The Queen of Hardanger
The elegant S/J Mathilde is well worth a visit! On board this proud queen of the sea, you get to meet the captain who knows everything there is to know about this venerable wooden vessel. If you set sail in her, a multitude of experiences await you. When the crew, including you, hoists all the sails, you can enjoy the view of the mainsail, three staysails, two square sails, two ’snipper’ sails, and one topsail – all made from natural fibres.
If the conditions are right, you will feel how the wind propels the 70-tonne vessel along at a speed of up to 11 knots.
Come and experience how great life at sea is in all kinds of weather!
Summer and school camp trips
Mathilde has a busy schedule, particularly during the summer months. She takes families, groups of friends, young people and boatmen on trips, organises trips that are open for everyone and takes people on coastal safaris. Whatever you preference, there is a trip to suit everyone. For 12 weeks in the spring and summer, Mathilde sets sail with school classes. These trips give the children a real experience of coastal culture. One of our mottos is ‘A sailing school camp on Mathilde does something to you and your class’. The pupils live together from Monday to Friday in a confined space, and are given lots of exciting challenges. Others choose shorter trips. Schools from e.g. Alvdal, Oslo and Gudbrandsdalen are regulars. The pupils look forward to setting sail on Mathilde!
For four weeks in early spring, Mathilde organises museum trips. Some trips are for school pupils, while others are cultural events that are open to the public. We collaborate with the cultural sector, cultural event organisers and other museums to create an interesting and varied programme. The county musicians in Hordaland, among others, have run a number of programmes on board. We sometimes also travel outside the county. When we do, we cooperate with the local cultural sector in the area.
S/J Mathilde was built by Ole H. Nerhus in Kvinnherad, and was launched in 1884. The new vessel, which was owned by the Nerhus family, was put into operation in ‘nordlandsfarten’, with the crew travelling to Lofoten and Finnmark to buy cod. The fish was salted, dried and then sold in Bergen and Kristiansund. In 1889, the boat was purchased by a cooperative society in Jondal, which continued to send her north. In 1918, Mathilde was sold to an owner up north in Svolvær, and then on to Anders Jensen in Lunderøy in Helgeland. The boat went on to have several owners in Nordland, before she was sold to Erik Rolfsen in Kristiansund in 1938, who, among other things, lived on the boat.
Following a spell in Ålesund, Mathilde was sold to an owner in Mosterhamn in Hordaland in 1950, where her name was changed to Kari Louise.

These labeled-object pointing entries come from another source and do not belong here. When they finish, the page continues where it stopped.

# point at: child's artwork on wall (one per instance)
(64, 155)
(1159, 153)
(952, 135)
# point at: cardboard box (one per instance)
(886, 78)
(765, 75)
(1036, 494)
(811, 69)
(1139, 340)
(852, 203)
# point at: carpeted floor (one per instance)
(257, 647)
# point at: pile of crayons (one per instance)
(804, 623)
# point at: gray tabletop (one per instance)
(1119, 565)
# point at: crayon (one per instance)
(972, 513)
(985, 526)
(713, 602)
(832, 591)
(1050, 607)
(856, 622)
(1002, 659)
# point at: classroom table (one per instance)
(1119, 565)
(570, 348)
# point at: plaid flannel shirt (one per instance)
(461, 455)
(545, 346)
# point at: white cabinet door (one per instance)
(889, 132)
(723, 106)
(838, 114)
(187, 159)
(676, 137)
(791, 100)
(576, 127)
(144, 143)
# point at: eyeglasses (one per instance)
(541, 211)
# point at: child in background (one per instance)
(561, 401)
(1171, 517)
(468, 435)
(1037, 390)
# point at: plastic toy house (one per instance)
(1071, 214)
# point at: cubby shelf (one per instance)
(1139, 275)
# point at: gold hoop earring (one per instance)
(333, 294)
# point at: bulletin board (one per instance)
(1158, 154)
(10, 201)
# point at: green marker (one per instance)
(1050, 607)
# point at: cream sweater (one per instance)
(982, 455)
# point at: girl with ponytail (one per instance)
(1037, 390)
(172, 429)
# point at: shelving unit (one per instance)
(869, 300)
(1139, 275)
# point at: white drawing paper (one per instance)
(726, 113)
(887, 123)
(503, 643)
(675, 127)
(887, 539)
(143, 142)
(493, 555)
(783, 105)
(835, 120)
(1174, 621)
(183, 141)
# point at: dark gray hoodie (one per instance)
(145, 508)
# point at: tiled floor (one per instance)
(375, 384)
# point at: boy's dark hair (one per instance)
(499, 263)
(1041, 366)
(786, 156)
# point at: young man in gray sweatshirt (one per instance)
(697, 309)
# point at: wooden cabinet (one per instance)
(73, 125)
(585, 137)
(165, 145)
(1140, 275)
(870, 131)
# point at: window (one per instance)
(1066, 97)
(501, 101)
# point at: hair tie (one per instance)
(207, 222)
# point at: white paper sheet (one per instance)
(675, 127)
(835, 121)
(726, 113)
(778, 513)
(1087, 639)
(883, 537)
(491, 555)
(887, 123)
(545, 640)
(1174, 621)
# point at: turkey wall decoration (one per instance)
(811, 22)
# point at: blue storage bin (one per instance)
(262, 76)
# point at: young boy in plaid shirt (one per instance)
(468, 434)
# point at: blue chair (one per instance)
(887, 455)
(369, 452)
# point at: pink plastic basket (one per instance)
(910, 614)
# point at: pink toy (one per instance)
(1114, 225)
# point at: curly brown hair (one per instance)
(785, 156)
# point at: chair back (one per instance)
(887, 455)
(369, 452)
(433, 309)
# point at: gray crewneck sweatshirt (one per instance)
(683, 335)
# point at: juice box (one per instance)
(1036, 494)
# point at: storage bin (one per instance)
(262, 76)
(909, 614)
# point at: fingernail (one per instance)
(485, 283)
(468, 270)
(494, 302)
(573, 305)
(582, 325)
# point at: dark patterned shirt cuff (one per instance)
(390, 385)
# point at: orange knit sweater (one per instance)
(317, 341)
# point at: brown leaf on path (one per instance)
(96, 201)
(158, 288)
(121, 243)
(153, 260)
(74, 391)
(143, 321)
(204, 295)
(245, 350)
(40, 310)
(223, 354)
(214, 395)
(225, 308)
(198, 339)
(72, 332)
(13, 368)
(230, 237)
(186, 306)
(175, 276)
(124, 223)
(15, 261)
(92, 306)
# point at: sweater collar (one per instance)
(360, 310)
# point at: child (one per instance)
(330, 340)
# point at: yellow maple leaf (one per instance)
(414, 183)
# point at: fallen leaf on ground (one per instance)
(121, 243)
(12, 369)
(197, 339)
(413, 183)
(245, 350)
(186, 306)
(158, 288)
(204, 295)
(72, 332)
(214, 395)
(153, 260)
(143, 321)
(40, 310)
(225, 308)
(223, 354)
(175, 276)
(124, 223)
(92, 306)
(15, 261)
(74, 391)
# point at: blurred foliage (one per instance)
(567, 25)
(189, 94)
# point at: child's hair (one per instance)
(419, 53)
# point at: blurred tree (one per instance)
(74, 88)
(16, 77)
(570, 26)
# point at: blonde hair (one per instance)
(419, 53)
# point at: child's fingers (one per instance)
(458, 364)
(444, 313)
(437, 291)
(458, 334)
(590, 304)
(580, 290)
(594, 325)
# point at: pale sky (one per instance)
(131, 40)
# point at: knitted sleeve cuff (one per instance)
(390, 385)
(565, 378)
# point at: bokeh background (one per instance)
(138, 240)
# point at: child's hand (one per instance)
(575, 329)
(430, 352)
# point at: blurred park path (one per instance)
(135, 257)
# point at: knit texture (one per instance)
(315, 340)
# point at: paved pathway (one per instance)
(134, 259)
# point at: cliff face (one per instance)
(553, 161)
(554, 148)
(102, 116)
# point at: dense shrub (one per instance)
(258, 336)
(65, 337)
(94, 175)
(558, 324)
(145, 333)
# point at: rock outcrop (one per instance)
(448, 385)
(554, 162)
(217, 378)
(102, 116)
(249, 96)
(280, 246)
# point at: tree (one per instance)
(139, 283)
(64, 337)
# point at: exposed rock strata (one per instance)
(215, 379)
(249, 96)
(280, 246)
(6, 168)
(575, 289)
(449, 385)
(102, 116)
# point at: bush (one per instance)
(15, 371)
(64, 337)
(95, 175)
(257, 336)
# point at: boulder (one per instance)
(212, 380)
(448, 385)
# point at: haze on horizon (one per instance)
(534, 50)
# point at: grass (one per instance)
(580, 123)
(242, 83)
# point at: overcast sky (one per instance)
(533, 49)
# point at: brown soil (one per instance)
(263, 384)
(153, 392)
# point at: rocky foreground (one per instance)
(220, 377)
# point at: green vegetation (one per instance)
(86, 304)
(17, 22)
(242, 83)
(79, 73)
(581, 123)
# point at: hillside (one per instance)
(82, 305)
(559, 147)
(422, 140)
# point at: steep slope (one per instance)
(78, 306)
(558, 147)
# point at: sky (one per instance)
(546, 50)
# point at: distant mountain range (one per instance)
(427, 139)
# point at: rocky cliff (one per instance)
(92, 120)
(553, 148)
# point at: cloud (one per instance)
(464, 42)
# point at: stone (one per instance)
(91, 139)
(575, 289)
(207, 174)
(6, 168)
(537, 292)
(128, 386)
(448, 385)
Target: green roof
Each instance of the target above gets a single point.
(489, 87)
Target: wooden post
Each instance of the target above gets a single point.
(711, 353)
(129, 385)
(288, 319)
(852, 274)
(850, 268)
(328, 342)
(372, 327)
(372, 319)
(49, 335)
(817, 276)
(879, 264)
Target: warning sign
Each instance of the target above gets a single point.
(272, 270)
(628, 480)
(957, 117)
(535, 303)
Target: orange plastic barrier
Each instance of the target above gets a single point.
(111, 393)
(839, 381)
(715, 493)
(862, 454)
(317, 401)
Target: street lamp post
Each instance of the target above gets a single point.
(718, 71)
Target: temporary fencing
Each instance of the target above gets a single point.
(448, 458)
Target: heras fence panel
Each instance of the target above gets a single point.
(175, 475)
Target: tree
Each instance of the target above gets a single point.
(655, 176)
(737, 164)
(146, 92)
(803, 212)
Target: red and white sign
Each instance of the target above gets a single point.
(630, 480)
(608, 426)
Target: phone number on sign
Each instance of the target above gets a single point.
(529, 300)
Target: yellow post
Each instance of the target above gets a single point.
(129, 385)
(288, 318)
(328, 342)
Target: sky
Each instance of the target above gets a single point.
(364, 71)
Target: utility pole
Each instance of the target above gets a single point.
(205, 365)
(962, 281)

In 1968, Kari Louise again headed north. Her new owner Leif Andorsen in Svolvær built a new wheel house and installed a 240-horsepower GM engine. She was again sold in 1977, this time to Per Angell from Herøy in Helgeland. After he called it a day in 1982, Kari Louise was put up for forced sale, and she was purchased in 1984 by the newly-established Hardangerjakt foundation in Norheimsund. Mathilde was repaired and restored as a sailing vessel from 1984 to 1989, and was in many ways the focal point of the establishment of Hardanger Maritime Centre. When the restoration of Mathilde was completed in 1989, she was put into all-year operation on a programme of summer trips, school camp trips and museum trips.